Author: Steve Tee
It’s the end of the week and DXY did not show much enthusiasm after Powell and Williams gave a fairly hawkish speech about interest rates. DXY is still side ways and not exactly responding organically. Labor market is still resilient at the moment, however jobless claims in the US hit 196,000 for the week ending Feb 4. Even though it is still low, many analysts felt it higher than expected. Yahoo also made announcements that they will be laying off 20% of its staff by the year ending 2023.
Yield curve is still inverted, meaning 2-year Treasury exceeds the 10-year Treasury. What this usually translate into is investors are worried and nervous because this inversion of the yield curve normally signals an incoming recession near future. This is evident in the indices, complimented with Jerome Powell’s hawkish speech, DJIA, S&P500 and Nasdaq fell for 2 straight days.

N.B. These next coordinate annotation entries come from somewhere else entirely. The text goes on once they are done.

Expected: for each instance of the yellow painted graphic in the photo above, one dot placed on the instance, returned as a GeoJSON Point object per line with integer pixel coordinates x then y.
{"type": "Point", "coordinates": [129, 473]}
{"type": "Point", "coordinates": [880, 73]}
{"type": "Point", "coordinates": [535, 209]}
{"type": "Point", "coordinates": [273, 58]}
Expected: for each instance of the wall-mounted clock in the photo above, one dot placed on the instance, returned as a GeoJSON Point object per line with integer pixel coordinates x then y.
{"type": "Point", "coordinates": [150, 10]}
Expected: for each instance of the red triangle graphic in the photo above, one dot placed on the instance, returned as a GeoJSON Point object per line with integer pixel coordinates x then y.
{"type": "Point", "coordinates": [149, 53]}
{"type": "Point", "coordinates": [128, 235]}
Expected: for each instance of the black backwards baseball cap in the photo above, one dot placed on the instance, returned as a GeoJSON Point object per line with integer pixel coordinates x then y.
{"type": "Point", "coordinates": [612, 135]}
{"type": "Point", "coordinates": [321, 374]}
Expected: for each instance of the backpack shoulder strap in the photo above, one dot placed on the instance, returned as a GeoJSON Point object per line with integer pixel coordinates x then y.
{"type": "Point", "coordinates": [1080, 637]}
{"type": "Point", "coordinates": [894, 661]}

Over to the Swiss, Credit Suisse posted its largest loss since 2008. Forth quarter of 2022, they suffered losses of $1.5 Billion, maintaining their losing streak since 2021 and now snowball its annual loss to $7.9 Billion. Credit Suisse has been plagued with much scandals and financial troubles and this can usually lead to a domino effect. The financial world is interconnected and intertwined in such a way when one big guy falls, it tends to push over the others and cause them to lose equilibrium. They may not fall immediately but definitely they are wobbly. Creditors and debtors of Credit Suisse are definitely seeing red now, with expectations that if Credit Suisse do not take action to pull itself out of this losing rabbit hole, it will contagion over to all its business partners and stakeholders. Easiest way out is government bailout, via money printing and/or more borrowing. Kicking the can down the road that will delay and snowball bigger issues to the near future.